Does the density of fixes – the pooled utilization distribution (UD) – reflect this heterogeneous resource map in a clear and consistent manner? How does the UD compare to the locally estimated H index?
First, since we in this case are studying a scenario where the animals have utilized its habitat in a multi-scaled (basically scale-free) manner and under influence of spatial memory, we do not expect the UD to perform well. Such compliance would require that the animals moved classically – i.e., mechanistically and with Markov compliance – as described repeatedly in other posts. The illustration above indicates that the “superior” columns 3 and 4 does indeed have the highest density of fixes. However, the difference to the other columns is not substantial, and the intra-column standard deviation (vertical bars) is high. In short, the UD performs badly as a proxy variable for the true space use intensity in this scenario.
Then consider the MRW-derived utilization distribution – the H index – applied on the same data. The results speak for itself. As expected, the intensity of space use stands out clearly in column 3 and 4, and the standard deviation is small.
The crucial question is then – do individuals in real populations comply with the standard framework? If so, one should expect a similarly “sharp” proxy variable result from using the standard density of fixes, and the H index should be expected to perform poorly. On the other hand, if the MRW framework is more proper, a performance like the illustration above should be expected.
Of course, individuals’ response to a heterogeneous landscape will in reality be much more complicated than in the present illustrative example. However, this example illustrates the importance of applying analytical models from a process framework that complies best with the actual animal behaviour in statistical-mechanical terms.
If a Markov compliant behaviour is the most suitable framework for the space use process, use the classic density variable as a proxy for intensity of space use. If a non-Markovian behaviour (like MRW) is more suitable, use H. My book summarizes several approaches to pilot test which choice is the proper one for a given data set. Best of all, the methods are statistically simple to perform.

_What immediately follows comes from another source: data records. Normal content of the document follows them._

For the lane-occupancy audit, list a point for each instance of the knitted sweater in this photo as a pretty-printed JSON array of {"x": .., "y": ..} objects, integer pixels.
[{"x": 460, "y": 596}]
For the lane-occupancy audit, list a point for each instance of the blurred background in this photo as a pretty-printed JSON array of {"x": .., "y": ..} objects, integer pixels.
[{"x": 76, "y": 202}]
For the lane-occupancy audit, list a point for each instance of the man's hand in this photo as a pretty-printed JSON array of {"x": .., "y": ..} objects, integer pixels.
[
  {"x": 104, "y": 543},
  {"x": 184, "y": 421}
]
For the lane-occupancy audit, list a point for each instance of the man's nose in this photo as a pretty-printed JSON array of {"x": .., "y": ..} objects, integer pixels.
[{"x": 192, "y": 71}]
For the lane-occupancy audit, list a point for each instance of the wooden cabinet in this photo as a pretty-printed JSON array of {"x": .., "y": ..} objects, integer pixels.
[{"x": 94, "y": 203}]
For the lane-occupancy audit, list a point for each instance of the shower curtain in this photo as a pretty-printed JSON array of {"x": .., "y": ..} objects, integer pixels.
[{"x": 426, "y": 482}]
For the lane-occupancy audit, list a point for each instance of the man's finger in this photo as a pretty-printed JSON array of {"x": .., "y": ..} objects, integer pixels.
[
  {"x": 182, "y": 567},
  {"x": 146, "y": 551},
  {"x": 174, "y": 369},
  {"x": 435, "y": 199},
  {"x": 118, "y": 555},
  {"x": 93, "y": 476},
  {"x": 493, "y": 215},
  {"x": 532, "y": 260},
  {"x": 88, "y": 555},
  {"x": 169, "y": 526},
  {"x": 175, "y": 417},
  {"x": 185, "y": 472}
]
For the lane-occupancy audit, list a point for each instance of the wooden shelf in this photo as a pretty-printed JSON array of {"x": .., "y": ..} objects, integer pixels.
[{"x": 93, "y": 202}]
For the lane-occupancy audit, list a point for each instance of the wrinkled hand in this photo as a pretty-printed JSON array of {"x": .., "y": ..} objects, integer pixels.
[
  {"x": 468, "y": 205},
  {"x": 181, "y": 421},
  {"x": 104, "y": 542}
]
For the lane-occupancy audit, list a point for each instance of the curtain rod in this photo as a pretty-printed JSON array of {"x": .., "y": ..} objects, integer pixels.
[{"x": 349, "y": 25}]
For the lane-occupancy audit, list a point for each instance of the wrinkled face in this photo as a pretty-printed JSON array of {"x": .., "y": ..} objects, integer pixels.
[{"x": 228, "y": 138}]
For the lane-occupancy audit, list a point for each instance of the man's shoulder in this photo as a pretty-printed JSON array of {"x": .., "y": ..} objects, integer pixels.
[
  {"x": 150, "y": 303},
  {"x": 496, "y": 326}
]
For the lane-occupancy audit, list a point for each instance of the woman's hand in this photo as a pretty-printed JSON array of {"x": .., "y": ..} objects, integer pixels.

After this basic choice between two qualitatively different frameworks has been done, move forward with a more realistic model design; i.e., add terms for various habitat attributes that are considered important for local space use intensity and thus for habitat selection. In other words, move into the domain of ecological inference.
REFERENCES
Gautestad, A. O., and I. Mysterud. 2010. Spatial memory, habitat auto-facilitation and the emergence of fractal home range patterns. Ecological Modelling 221:2741-2750.